Why is this the smallest amount of memory:
The proposed solution has two phases:
Count the number of integers in each block
In this case, 4*(#blocks) bytes of memory are used.
Use a bit vector, each bit represents an integer in a block.
In this case, (blocksize/8) bytes of memory are used, which is (N/blocks)/8 .
Setting it to 2 results in blocks = sqrt(N/32) , as you already mentioned.
This is optimal because the required memory is the maximum required memory in each phase (which must be executed). After the 1st stage, you can forget the counters, except for which block to search for phase 2.
Optimization
If your counter is saturated when it reaches capacity, you really don't need 4 bytes per counter, but only 3 bytes. The counter reaches capacity when it exceeds the number of integers in the block.

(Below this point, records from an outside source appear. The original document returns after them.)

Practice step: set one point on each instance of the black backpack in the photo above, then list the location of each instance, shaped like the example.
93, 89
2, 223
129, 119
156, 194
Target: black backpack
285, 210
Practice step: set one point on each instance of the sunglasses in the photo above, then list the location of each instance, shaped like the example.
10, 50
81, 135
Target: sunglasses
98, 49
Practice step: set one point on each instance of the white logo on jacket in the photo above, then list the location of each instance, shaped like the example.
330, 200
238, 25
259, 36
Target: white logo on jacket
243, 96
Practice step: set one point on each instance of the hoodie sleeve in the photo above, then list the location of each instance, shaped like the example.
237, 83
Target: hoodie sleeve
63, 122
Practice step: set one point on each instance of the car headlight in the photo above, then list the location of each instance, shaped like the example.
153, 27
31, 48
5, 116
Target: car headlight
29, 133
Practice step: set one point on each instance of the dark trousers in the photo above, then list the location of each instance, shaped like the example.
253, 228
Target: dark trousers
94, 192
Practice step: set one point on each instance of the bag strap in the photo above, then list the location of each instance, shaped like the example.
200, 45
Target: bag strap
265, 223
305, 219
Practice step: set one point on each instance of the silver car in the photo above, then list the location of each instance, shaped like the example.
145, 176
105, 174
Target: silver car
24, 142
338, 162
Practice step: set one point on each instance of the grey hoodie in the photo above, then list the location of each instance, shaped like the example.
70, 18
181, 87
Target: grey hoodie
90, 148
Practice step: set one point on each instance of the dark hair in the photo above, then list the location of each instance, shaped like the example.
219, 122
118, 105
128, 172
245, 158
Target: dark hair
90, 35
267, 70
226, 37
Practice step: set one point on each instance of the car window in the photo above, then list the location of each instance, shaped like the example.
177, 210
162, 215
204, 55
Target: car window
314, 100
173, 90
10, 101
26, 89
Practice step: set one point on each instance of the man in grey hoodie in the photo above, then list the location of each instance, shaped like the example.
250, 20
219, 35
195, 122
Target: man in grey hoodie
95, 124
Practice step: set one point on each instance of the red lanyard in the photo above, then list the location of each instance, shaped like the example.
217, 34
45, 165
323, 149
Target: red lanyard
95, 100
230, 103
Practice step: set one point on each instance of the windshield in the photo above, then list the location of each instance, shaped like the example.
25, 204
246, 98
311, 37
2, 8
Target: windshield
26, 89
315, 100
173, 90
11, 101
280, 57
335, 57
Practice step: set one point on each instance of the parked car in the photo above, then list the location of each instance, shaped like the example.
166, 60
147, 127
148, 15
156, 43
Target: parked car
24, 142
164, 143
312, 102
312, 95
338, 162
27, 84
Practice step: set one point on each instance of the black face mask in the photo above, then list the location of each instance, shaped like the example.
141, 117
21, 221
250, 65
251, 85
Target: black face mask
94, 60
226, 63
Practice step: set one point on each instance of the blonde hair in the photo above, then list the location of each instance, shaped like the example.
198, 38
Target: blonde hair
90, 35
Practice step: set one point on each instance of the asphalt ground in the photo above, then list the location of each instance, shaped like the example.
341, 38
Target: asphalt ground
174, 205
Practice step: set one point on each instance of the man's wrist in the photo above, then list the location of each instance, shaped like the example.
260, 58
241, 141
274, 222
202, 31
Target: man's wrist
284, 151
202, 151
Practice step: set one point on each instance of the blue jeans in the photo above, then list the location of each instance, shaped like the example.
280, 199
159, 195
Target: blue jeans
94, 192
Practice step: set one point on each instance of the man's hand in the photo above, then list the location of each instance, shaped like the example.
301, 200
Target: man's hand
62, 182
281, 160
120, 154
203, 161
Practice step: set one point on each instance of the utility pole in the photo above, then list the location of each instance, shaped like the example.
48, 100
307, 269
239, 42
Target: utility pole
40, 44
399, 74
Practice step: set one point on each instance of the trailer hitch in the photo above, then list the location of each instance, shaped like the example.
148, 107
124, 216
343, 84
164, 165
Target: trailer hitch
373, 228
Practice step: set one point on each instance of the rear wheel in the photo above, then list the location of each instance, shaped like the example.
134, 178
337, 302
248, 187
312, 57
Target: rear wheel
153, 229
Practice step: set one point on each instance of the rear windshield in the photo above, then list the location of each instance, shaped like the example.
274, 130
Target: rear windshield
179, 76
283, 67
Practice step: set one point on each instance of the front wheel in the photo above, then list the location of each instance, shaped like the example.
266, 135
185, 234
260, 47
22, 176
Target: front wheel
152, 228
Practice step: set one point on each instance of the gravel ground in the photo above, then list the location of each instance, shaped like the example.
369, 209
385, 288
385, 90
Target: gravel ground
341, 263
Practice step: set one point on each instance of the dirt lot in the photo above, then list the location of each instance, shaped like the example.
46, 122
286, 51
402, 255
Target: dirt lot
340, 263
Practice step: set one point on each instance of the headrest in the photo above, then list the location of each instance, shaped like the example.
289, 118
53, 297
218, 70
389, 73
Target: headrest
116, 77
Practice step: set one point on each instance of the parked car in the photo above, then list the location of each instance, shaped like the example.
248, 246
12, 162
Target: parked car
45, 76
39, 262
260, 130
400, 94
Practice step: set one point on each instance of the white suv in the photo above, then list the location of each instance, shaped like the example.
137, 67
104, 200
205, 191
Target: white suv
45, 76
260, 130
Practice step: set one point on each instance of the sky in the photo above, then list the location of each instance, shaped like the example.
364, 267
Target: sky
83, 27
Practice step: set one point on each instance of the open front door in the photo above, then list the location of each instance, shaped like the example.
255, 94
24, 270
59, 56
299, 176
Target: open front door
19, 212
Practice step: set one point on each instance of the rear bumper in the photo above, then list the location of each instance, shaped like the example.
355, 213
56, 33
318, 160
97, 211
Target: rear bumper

In this case, phase 1 uses 3*blocks memory, and in phase 2 uses (N/blocks)/8 . Therefore, the optimum is blocks = sqrt(N/24) . If N is 4 billion, the number of blocks is approximately 12910, and the block size is 309838 integers per block. This corresponds to 3 bytes.
Cautions and an alternative with good average business performance.
The algorithm you proposed only works if all input integers are different. If the integers are not different from each other, I suggest you just go to a randomized set of candidates with integers. In a randomized set of candidates with integers, you can select "1000 potential integers" randomly and check if any files are found in the input file. If you fail, you can try finding another random set of integer numbers of candidates. Although this has poor performance in the worst case, in most cases it will be faster in most cases. For example, if input integers have a coverage of 99% of the possible integers, then on average, with 1000 integers, 10 of them will not be found. You can choose the number of candidates in a pseudo-random order so that you never repeat the integer number of candidates, and also to ensure that in a fixed number of attempts you check all possible integers.
If you check the integer numbers of sqrt(N) candidates each time, then the worst case performance may be as good as N*sqrt(N) , because you may have to scan all N integers of sqrt(N) .
You can avoid the worst case if you use this alternative, and if it does not work for the first set of candidate integers, you switch to the proposed solution. This can provide better mid-case performance (this is a common sorting strategy that uses quicksort before switching to heapsort, for example, if it turns out that the worst input is present).